Some health care providers, however, may recommend an ultrasound early in the pregnancy only if you are bigger than expected for your due date. Sometimes a date of conception and due date can be miscalculated, and the ultrasound will solve the mystery of whether you are carrying more than one baby or whether you and your doctor must simply adjust your expected date of delivery. If you've received fertility treatments or have undergone in vitro fertilization, the chances of a multiple birth are higher, and your doctor will almost certainly suggest an ultrasound within the first few months. Although cases have been reported in which a twin was "missed" on the ultrasound, the test is typically pretty accurate after about eight weeks.
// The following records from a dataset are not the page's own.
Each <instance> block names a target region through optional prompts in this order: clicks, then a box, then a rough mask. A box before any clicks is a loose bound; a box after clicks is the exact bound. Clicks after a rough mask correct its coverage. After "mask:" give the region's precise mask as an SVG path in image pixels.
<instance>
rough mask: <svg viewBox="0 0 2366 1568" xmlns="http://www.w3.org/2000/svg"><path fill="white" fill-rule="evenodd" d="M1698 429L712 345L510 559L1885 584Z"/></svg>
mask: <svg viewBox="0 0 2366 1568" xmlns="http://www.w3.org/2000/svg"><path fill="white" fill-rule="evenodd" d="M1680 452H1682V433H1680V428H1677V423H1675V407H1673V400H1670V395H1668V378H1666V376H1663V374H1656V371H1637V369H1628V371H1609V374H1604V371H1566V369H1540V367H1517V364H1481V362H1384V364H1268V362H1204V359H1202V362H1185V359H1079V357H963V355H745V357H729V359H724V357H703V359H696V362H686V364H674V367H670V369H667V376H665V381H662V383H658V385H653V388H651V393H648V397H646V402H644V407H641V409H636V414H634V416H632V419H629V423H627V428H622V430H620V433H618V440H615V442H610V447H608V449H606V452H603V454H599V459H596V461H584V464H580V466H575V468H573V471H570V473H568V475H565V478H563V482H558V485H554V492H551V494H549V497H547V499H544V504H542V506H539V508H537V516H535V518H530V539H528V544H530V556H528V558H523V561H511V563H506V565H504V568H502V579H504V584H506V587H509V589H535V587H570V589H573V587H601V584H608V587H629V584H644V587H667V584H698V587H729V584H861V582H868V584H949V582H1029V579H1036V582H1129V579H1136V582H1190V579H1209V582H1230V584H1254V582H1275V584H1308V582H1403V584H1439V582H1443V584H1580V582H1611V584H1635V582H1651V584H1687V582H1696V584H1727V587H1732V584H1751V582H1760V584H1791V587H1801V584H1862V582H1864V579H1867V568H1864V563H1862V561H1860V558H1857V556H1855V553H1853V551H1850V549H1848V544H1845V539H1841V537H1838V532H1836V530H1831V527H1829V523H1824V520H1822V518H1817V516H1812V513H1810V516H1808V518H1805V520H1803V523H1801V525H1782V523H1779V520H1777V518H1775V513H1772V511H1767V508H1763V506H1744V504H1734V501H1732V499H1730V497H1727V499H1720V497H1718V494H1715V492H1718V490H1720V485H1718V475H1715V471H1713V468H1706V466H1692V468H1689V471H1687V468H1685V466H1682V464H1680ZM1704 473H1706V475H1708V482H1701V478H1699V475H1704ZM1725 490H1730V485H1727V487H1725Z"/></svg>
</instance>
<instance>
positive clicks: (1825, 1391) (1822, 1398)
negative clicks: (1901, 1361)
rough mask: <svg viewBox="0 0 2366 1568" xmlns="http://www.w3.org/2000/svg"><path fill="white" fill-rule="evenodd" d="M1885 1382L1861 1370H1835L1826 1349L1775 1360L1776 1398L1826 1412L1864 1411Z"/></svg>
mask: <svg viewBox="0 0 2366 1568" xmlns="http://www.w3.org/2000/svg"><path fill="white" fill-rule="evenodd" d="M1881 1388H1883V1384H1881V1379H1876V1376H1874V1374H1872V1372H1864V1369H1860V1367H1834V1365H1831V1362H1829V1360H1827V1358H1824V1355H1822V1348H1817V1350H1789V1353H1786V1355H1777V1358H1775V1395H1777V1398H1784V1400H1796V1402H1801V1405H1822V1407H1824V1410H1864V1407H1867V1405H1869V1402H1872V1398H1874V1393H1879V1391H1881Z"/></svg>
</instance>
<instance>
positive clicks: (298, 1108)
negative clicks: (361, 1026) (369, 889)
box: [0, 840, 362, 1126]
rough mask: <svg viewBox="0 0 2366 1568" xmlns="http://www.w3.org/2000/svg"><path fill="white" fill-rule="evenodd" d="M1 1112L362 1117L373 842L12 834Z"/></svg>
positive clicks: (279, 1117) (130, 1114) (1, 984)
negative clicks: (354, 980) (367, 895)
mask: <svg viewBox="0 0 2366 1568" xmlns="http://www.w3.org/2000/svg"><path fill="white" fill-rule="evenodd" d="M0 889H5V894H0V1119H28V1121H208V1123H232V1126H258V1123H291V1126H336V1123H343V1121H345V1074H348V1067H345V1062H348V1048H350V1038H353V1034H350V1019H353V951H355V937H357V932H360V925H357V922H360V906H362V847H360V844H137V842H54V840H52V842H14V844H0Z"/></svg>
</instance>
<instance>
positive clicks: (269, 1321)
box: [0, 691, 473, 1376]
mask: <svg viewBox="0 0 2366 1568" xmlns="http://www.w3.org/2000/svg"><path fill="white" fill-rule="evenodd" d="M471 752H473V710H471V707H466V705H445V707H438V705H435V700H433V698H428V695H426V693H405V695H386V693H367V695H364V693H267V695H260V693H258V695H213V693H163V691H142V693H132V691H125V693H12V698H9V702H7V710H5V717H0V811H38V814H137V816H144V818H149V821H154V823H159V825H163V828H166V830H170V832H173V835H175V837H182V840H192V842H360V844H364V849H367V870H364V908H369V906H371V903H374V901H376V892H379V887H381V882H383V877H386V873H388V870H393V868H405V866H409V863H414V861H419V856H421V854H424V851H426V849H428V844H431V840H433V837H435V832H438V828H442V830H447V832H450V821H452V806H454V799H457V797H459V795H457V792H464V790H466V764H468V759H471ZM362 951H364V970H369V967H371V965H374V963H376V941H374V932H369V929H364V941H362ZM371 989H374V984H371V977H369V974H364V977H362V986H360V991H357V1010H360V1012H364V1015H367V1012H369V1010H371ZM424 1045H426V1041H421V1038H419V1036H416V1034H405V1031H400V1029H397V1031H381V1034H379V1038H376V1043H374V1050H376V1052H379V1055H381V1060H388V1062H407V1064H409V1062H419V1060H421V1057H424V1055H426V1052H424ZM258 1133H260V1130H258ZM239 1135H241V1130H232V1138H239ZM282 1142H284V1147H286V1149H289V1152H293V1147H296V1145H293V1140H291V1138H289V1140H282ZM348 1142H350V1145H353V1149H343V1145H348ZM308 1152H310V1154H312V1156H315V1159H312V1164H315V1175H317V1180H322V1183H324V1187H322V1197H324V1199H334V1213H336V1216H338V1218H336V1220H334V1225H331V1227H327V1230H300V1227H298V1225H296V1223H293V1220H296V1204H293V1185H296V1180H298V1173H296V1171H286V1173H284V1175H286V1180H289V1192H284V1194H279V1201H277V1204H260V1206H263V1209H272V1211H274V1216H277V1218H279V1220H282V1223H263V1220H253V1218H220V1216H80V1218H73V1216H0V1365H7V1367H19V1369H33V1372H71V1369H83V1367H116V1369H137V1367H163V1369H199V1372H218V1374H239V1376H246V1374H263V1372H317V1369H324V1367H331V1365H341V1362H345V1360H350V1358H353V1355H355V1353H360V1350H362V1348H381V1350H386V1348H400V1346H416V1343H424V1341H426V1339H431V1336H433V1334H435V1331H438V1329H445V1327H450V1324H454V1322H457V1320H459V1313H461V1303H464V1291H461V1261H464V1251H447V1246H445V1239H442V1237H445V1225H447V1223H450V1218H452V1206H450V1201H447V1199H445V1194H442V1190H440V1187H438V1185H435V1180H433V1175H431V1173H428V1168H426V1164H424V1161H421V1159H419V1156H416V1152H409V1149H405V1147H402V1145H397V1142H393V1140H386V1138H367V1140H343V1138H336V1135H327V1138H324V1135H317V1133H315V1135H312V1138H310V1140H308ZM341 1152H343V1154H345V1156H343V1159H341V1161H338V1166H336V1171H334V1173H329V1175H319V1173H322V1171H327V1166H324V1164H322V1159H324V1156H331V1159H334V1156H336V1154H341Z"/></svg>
In the case of several fetuses, the ultrasound can be less accurate in determining exactly how many babies you're carrying.

While the ultrasound exam is the most accurate method of determining how many babies you have, other clues may appear to suggest an extra bundle of joy is on the way. But while a common belief is that mothers who are pregnant with more than one baby will gain quite a bit more weight, in reality, mothers of twins usually gain only about ten additional pounds. So weight gain by itself is not usually a red flag that suggests twins are on the way.

ther tests during the first trimester may also offer a clue, but most don't offer solid proof . Your HcG (human chorionic gonadotropin) level shows up in a urine sample by about ten days after you conceive and begins to increase quickly. If you are carrying twins, that HcG level may be elevated, or it may simply be the high end of the normal range for a mother with one baby.

Sometimes, a second or third heartbeat can be detected during the latter part of the first trimester using a Doppler. But again, what sounds like a second heart beat may not always be proof: the "second heart sound" could be the mother's own heartbeat or even just background noise.

Don't count on "morning sickness" for proof: about half of all pregnant women have some kind of nausea or morning sickness during the first trimester. A common fallacy is that mothers carrying more than one baby have twice the trouble or more -- but double the number of babies does not necessarily equal double the nausea. Some mothers of multiples have more morning sickness than others -- and some have none at all.

One clue that is associated with multiples is extreme exhaustion. After all, your body is working extra hard to nourish and nurture more than one child. Other factors can cause fatigue, of course, like work environment or having to care for older children. But if you're more tired than your doctor thinks you should be, he or she may suspect twins.

If you have a family history of twins and suspect you may be carrying more than one child, discuss your concerns with your health care provider. A mother's intuition is often correct, so if you have a family history and a "very strong feeling," be open about your suspicions. Your health care provider will offer guidance as to how soon you should have an ultrasound to see if you're right.